In questo contesto può accadere che sorgano delle contestazioni tra i singoli o tra i singoli ed il condominio perché l’uso del bene è considerato illegittimo o, peggio, perché viene impedito.
A partire dallo scorso mese di marzo, ai sensi del d.lgs n. 28/10, i contenziosi in materia condominiale devono essere preceduti dall’esperimenti di un tentativo di mediazione che rappresenta condizione di procedibilità della domanda giudiziale.
Detto diversamente: se il condomino lamenta ingiuste limitazioni, oppure se il condominio ritiene l’uso illegittimo o, ancora, se è un condomino a lamentarsi di ciò, l’interessato dovrà rivolgersi ad un organismo di mediazione, abilitato ai sensi delle vigenti leggi (sul sito del ministero della giustizia è presente un elenco costantemente aggiornato).

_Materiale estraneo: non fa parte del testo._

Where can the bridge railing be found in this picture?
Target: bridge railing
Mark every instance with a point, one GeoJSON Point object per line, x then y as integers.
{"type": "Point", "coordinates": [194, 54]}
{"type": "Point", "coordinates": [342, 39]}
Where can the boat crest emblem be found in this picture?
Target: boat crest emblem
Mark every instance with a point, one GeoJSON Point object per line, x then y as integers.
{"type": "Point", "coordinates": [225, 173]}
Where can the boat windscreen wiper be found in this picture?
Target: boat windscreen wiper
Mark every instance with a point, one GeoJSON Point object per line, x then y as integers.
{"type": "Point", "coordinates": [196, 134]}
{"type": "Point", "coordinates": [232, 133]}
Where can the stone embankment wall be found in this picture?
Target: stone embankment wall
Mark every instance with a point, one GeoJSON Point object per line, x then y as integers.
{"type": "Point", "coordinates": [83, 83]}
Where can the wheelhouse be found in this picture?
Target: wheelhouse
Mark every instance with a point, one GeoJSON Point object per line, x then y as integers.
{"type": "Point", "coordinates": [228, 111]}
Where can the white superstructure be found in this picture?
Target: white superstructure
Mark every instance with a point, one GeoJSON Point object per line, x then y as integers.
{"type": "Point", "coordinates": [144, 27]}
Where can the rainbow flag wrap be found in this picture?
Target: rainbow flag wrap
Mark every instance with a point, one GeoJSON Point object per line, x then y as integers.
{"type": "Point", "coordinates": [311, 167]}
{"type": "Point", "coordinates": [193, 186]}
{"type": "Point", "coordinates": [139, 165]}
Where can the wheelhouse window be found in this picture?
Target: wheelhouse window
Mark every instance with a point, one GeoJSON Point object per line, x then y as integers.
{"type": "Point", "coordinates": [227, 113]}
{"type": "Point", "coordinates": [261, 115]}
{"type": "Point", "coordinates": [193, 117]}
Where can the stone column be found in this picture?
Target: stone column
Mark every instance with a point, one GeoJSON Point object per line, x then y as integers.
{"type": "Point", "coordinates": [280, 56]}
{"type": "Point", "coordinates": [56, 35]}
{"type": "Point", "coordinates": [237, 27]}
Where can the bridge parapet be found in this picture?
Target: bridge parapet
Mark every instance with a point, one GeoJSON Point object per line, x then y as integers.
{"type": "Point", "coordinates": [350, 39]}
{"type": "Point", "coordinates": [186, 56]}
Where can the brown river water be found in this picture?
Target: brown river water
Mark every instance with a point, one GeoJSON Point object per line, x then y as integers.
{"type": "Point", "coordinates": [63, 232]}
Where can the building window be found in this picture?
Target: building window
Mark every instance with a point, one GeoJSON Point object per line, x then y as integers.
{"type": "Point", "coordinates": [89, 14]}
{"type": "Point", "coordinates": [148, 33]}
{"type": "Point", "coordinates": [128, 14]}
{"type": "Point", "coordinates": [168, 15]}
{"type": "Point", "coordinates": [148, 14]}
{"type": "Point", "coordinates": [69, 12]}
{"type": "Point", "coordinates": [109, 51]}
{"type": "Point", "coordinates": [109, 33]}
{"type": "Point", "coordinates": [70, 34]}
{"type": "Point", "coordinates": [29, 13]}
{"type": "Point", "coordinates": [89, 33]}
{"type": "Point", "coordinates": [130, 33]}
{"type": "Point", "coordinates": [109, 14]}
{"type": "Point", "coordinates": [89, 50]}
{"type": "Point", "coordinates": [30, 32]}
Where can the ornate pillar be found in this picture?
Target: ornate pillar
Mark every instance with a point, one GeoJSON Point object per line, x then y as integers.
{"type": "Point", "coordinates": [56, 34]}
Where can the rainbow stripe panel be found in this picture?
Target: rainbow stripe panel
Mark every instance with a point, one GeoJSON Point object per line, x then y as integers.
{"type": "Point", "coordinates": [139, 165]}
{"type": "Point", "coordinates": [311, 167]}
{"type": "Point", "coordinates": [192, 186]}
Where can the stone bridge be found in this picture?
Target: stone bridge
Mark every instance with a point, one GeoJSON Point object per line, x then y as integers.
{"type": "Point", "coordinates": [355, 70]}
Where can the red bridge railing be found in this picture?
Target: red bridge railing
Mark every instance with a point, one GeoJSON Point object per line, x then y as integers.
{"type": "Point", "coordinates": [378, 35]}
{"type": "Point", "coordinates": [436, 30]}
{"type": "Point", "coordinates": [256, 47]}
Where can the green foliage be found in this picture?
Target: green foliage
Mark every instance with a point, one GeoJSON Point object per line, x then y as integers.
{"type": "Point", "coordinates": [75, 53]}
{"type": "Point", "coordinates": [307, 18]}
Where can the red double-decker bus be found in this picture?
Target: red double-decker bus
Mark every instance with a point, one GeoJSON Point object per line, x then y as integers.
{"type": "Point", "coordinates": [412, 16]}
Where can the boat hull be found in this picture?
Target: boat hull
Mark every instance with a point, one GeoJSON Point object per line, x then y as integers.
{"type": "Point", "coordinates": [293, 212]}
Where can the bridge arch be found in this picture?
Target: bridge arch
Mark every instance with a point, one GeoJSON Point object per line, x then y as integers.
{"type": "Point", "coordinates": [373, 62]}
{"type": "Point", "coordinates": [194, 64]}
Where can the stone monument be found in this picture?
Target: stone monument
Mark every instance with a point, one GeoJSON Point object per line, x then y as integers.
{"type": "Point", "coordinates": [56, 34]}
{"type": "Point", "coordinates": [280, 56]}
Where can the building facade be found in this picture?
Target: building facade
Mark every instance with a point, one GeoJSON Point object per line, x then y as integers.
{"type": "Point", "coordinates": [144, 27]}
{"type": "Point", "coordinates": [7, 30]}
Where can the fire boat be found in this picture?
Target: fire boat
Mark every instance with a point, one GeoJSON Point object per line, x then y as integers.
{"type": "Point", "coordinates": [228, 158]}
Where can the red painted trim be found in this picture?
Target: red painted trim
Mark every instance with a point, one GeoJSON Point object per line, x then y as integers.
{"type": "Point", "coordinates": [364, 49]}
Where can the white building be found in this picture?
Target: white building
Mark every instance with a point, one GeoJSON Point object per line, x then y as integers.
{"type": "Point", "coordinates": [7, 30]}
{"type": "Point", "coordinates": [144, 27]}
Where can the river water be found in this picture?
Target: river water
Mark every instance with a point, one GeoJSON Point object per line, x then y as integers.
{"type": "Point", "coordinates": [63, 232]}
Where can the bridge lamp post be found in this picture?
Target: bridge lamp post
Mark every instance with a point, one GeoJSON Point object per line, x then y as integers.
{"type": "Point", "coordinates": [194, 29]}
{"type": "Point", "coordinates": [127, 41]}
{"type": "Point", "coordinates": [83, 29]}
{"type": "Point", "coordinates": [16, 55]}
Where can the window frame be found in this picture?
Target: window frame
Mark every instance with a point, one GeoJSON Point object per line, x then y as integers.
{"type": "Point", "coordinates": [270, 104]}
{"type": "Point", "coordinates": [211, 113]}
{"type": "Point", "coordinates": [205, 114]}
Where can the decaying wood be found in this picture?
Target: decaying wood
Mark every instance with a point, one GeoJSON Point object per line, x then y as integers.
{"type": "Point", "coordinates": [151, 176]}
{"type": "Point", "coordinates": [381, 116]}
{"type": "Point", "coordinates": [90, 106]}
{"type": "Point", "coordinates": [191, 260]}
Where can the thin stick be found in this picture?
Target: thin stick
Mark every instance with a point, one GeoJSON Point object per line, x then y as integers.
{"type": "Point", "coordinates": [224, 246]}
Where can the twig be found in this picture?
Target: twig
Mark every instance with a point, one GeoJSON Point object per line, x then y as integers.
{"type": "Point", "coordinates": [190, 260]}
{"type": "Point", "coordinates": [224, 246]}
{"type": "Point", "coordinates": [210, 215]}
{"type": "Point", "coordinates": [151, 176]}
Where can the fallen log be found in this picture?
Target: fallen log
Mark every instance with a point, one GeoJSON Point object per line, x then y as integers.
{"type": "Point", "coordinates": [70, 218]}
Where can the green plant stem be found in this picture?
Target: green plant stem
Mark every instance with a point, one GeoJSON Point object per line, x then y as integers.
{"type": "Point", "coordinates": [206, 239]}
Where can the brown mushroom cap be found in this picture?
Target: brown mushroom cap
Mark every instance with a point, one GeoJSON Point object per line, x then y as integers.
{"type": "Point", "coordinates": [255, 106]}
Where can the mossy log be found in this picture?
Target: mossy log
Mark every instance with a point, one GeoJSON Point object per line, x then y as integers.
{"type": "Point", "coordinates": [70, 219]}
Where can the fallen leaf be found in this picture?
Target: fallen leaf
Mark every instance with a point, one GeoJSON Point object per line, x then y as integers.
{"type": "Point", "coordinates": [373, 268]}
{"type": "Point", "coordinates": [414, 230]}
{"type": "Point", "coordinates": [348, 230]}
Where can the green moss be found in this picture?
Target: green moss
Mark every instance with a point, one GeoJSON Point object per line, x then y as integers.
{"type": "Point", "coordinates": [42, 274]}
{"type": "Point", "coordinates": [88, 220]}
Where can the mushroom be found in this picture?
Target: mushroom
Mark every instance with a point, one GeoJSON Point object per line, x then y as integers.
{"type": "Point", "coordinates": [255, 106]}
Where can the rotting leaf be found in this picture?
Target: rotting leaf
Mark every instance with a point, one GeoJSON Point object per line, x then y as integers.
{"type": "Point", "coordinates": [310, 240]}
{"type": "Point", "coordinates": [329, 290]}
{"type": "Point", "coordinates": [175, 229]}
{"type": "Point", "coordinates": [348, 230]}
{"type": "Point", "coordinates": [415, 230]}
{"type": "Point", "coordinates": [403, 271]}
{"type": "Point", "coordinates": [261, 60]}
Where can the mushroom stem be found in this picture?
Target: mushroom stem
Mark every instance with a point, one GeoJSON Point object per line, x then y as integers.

Questa procedura, nelle intenzioni del legislatore, oltre a rappresentare un filtro all’azione giudiziaria (questo secondo molti è stato il vero obiettivo), dovrebbe consentire una risoluzione di controversie con un accordo tra le parti attraverso un atto che non deve per forza di cose rappresentare (anzi spesso non sarà così) una sorta di sentenza.
L’accordo, se raggiunto, potrà avere il più svariato contenuto, non per forza limitato all’oggetto della contesa. Vedremo con l’applicazione pratica quali saranno i risultati.